Of course, for a lost of numbers, the decimal representation is simpler, and just as accurate as the radix-2 hexadecimal representation. But, due to the radix-10 and radix-2 used in the two representations, the radix-2 may be much easier to use.
Hex is radix 16, not radix 2 (binary). Of course, Hex is radix-16! I was talking about radix-2 because all the exactness problem comes when converting binary and decimal, and Hex can be seen as an (exact) compact way to express binary, and that's what we want (build literal floats in the same exact way they are stored internally, and export them exactly in a compact way).

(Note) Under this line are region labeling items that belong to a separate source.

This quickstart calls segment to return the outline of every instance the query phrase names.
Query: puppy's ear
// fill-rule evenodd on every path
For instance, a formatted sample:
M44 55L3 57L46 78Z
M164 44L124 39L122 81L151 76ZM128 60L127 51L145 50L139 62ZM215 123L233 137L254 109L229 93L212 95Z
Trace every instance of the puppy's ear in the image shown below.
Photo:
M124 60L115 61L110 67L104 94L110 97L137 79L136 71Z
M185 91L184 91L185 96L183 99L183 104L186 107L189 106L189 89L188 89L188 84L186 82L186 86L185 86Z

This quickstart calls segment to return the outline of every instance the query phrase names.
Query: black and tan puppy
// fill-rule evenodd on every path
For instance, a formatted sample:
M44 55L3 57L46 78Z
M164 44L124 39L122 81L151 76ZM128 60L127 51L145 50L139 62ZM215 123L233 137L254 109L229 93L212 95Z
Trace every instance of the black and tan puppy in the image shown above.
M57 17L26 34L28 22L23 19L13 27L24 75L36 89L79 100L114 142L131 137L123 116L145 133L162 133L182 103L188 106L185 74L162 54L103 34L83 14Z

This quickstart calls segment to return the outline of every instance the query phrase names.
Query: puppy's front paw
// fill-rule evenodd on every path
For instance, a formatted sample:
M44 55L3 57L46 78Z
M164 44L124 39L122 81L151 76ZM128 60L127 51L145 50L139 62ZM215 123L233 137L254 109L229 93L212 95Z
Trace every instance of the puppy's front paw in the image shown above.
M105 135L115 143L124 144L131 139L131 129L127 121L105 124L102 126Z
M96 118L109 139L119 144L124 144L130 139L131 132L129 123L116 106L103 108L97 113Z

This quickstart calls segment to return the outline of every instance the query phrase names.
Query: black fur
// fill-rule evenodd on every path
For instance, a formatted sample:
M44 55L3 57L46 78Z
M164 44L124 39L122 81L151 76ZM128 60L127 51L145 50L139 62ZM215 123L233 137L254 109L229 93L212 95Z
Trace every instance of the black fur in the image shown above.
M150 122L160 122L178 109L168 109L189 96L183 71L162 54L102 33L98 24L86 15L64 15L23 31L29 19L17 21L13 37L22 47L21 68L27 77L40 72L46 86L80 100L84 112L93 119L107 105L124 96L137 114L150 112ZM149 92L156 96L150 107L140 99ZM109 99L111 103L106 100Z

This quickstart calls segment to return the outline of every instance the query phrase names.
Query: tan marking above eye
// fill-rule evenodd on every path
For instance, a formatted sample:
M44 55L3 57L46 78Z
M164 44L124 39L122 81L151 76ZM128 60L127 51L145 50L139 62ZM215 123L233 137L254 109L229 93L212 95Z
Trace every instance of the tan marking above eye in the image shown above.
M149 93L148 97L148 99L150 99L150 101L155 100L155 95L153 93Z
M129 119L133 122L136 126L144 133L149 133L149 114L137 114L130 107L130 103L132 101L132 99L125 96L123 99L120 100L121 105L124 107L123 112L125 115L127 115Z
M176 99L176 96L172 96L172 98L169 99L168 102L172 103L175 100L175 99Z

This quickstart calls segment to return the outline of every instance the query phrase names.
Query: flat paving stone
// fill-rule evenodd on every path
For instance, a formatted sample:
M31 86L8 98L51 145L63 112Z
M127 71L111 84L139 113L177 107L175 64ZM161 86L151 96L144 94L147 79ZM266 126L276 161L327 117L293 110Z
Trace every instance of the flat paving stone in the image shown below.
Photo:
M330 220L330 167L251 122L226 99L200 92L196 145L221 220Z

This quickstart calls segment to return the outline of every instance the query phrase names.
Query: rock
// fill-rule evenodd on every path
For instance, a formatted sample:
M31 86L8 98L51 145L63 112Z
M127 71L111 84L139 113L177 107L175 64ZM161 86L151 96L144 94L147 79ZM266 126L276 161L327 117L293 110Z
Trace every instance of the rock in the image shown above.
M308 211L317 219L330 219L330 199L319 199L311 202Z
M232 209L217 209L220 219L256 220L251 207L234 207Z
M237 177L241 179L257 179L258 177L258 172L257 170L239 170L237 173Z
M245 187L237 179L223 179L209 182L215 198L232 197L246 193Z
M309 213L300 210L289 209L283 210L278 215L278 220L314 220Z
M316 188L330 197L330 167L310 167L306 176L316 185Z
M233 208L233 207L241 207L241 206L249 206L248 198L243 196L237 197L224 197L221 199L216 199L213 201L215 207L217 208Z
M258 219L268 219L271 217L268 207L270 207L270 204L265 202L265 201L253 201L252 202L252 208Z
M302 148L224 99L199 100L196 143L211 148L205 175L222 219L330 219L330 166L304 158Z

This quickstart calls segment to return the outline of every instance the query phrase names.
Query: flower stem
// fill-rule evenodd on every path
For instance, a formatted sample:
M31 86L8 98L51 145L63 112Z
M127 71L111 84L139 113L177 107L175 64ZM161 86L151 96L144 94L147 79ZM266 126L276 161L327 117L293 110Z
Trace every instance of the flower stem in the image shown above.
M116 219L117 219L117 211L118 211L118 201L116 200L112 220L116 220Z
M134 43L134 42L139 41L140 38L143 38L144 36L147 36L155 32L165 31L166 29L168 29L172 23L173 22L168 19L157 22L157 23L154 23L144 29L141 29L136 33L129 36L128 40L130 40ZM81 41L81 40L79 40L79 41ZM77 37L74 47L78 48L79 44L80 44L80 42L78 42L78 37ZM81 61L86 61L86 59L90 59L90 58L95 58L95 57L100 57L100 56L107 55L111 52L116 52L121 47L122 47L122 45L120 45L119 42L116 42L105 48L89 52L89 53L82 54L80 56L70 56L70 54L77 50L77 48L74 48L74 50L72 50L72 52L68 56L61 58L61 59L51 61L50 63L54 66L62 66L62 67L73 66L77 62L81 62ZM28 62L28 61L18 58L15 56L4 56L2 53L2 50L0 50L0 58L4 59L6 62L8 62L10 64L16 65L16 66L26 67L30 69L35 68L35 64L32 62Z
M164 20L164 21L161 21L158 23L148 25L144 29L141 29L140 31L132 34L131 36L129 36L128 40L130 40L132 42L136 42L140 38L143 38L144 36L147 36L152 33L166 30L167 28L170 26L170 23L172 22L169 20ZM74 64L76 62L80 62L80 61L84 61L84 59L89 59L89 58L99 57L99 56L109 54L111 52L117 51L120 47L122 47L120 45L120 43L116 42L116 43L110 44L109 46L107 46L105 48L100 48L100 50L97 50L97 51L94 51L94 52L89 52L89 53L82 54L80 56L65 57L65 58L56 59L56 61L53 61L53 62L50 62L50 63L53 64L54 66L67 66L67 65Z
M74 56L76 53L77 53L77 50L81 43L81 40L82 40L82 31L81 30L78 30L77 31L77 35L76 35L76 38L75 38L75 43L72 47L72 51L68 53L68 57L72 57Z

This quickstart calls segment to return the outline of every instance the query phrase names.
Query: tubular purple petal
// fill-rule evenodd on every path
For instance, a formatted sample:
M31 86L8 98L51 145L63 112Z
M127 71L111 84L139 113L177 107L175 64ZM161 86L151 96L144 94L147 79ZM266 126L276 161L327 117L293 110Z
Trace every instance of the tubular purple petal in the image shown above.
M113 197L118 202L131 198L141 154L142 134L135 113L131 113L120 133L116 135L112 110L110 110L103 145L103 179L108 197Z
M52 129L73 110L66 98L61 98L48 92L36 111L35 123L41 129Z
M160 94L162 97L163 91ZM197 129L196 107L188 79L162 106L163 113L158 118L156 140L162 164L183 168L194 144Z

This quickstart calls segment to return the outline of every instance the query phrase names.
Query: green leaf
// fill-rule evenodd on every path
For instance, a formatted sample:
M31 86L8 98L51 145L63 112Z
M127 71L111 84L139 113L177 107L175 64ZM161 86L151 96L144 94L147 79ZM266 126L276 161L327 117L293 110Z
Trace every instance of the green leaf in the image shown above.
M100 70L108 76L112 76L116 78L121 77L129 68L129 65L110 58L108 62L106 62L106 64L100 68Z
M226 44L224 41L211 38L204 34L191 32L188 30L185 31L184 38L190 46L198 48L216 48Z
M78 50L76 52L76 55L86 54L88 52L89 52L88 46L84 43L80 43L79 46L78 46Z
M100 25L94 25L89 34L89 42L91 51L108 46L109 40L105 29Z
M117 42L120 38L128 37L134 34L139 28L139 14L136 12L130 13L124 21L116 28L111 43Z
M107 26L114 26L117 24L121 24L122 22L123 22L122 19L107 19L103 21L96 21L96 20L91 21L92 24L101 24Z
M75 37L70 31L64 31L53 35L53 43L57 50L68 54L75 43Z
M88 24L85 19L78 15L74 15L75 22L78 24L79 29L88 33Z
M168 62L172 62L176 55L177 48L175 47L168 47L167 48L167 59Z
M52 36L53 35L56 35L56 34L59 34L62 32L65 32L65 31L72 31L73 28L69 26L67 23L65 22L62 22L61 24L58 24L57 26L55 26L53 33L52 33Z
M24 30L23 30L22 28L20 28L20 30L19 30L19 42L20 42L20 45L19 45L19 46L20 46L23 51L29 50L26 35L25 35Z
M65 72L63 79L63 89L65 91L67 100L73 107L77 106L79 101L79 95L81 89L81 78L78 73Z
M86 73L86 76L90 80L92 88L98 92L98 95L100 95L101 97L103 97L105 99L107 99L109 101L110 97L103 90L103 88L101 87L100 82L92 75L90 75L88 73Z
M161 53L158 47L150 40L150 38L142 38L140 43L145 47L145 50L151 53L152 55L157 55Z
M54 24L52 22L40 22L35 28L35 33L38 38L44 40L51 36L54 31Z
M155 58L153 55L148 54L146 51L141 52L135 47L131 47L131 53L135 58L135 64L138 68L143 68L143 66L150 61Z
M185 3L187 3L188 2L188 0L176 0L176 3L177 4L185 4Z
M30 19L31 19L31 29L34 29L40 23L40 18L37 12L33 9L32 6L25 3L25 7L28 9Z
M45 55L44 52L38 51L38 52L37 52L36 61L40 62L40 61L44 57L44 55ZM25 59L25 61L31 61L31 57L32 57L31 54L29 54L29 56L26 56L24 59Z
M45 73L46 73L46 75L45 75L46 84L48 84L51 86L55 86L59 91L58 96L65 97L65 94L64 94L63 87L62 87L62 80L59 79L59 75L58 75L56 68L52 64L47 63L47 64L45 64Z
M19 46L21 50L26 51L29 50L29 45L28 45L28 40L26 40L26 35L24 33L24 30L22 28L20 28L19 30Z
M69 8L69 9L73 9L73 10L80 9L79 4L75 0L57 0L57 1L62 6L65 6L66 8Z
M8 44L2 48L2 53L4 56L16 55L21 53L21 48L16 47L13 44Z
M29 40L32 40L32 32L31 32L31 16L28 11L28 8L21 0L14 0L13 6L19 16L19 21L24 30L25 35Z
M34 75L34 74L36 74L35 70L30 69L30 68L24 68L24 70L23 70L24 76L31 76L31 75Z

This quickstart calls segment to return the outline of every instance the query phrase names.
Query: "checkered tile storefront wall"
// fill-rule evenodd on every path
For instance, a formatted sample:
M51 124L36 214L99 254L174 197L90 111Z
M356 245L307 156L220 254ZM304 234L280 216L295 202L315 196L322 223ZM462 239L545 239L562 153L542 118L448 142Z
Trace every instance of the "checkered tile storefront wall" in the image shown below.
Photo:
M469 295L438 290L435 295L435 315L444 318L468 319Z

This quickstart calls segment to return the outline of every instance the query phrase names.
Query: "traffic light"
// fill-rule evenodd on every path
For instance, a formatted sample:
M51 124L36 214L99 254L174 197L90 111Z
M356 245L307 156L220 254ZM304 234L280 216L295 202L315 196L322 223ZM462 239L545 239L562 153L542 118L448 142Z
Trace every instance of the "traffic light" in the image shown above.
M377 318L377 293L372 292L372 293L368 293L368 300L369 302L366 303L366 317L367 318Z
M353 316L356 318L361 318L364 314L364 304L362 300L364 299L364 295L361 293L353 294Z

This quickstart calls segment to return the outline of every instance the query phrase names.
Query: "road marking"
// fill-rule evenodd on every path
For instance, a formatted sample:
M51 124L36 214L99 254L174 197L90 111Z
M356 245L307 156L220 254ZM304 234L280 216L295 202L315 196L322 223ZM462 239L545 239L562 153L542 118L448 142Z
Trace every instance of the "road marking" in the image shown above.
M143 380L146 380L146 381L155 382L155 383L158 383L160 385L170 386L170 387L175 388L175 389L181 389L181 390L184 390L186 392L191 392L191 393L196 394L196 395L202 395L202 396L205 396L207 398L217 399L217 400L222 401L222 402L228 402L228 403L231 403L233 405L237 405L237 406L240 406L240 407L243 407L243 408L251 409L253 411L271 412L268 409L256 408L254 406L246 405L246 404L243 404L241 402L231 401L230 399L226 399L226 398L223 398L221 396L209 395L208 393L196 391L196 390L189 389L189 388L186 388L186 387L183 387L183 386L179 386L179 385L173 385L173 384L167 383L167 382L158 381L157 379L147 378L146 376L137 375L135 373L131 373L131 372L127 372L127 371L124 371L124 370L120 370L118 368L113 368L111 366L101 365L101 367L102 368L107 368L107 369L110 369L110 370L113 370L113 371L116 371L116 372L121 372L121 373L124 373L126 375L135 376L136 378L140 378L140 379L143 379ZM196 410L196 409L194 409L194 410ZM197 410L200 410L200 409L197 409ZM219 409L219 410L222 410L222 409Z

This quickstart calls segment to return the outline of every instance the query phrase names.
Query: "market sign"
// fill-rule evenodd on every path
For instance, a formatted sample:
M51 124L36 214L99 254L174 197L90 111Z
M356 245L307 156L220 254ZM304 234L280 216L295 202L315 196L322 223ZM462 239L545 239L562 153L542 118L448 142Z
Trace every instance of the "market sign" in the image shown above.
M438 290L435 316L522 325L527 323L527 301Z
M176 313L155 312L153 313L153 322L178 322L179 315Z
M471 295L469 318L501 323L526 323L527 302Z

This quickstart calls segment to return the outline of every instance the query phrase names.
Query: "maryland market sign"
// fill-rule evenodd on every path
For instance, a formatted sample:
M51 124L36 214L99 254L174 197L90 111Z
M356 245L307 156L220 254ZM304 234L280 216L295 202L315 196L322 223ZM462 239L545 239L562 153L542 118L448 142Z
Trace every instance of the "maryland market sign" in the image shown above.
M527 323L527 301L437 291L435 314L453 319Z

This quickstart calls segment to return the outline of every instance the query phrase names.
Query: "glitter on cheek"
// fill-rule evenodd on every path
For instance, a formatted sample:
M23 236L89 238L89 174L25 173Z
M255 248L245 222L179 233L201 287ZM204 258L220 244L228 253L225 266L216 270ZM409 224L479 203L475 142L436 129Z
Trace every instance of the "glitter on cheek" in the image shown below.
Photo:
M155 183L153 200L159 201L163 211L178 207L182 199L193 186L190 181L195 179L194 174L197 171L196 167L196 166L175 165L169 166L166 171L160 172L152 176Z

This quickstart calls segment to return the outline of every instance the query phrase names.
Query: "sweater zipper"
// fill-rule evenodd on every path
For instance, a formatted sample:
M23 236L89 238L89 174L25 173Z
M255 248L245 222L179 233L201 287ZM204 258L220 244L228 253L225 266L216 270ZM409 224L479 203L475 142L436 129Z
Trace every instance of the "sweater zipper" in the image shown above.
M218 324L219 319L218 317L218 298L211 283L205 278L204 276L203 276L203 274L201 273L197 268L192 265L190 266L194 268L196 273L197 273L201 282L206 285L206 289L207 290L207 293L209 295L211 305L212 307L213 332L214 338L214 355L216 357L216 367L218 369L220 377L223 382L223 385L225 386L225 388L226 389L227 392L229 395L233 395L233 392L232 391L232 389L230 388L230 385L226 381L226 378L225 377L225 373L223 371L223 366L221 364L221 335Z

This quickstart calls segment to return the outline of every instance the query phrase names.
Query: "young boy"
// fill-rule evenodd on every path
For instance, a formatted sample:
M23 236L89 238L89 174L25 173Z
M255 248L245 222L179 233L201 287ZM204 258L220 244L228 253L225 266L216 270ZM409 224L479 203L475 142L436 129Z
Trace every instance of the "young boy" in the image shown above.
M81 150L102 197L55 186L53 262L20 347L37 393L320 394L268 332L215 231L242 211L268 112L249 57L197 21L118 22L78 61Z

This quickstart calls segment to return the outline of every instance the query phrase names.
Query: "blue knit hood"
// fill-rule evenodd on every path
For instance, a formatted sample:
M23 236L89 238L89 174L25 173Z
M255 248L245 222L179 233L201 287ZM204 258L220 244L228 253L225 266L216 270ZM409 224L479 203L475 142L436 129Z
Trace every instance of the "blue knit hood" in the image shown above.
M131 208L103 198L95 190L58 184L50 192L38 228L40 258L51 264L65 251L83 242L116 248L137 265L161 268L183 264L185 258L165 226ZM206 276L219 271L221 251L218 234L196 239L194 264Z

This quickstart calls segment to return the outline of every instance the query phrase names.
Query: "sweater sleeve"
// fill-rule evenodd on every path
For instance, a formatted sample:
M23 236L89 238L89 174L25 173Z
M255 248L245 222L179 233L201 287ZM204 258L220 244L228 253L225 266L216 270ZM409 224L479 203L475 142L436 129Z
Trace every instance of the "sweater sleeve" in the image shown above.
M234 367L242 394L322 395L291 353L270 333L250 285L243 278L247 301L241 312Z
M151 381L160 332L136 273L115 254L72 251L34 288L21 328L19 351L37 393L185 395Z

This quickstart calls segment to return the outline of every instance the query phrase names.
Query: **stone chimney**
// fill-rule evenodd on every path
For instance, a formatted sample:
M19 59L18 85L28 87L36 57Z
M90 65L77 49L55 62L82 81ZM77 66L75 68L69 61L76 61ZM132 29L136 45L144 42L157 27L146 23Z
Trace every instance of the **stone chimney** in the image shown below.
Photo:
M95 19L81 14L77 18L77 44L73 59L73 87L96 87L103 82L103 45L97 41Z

In the "Handbook of Floating-Point Arithmetic" (JM Muller et al, Birkhauser editor, page 40),the authors claims that the largest exact decimal representation of a double-precision floating-point requires 767 digits !! So it is not always few characters to type to be just as accurate !! For example (this is the largest exact decimal representation of a single-precision 32-bit float):
1.17549421069244107548702944484928734882705242874589333385717453057158887047561890426550235133618116378784179687e-38 and 0x1.fffffc0000000p-127 are exactly the same number (one in decimal representation, the other in radix-2 hexadecimal)!
That may be so, but that doesn't mean you have to type all 100+ digits in order to reproduce the float exactly. Just 1.1754942106924411e-38 is sufficient:
py> 1.1754942106924411e-38 == float.fromhex('0x1.fffffc0000000p-127') True
You may be mistaking two different questions:
(1) How many decimal digits are needed to exactly convert the float to decimal? That can be over 100 for a C single, and over 700 for a double.
(2) How many decimal digits are needed to uniquely represent the float? Nine digits (plus an exponent) is enough to represent all possible C singles; 17 digits is enough to represent all doubles (Python floats).
You're absolutely right, 1.1754942106924411e-38 is enough to reproduce the float exactly, BUT it is still different to 0x1.fffffc0000000p-127 (or it's 112-digits decimal representation). Because 1.1754942106924411e-38 is rounded at compile-time to 0x1.fffffc0000000p-127 (so exactly to 1.17549421069244107548702944484928734882705242874589333385717453057158887047561890426550235133618116378784179687e-38 in decimal).
So 17 digits are enough to reach each double, after the compile-time quantization. But "explicit is better than implicit", as someone says ;-), so I prefer, in some particular occasions, to explicitly express the floating-point number I want (like 0x1.fffffc0000000p-127), rather than hoping the quantization of my decimal number (1.1754942106924411e-38) will produce the right floating-point (0x1.fffffc0000000p-127)
And that's one of the reasons why the hexadecimal floating-point representation exist:
I'm not actually opposed to hex float literals. I think they're cool. But we ought to have a reason more than just "they're cool" for supporting them, and I'm having trouble thinking of any apart from "C supports them, so should we". But maybe that's enough.
To sum up:
I hope this can be seen as a sufficient reason to support hexadecimal floating literals.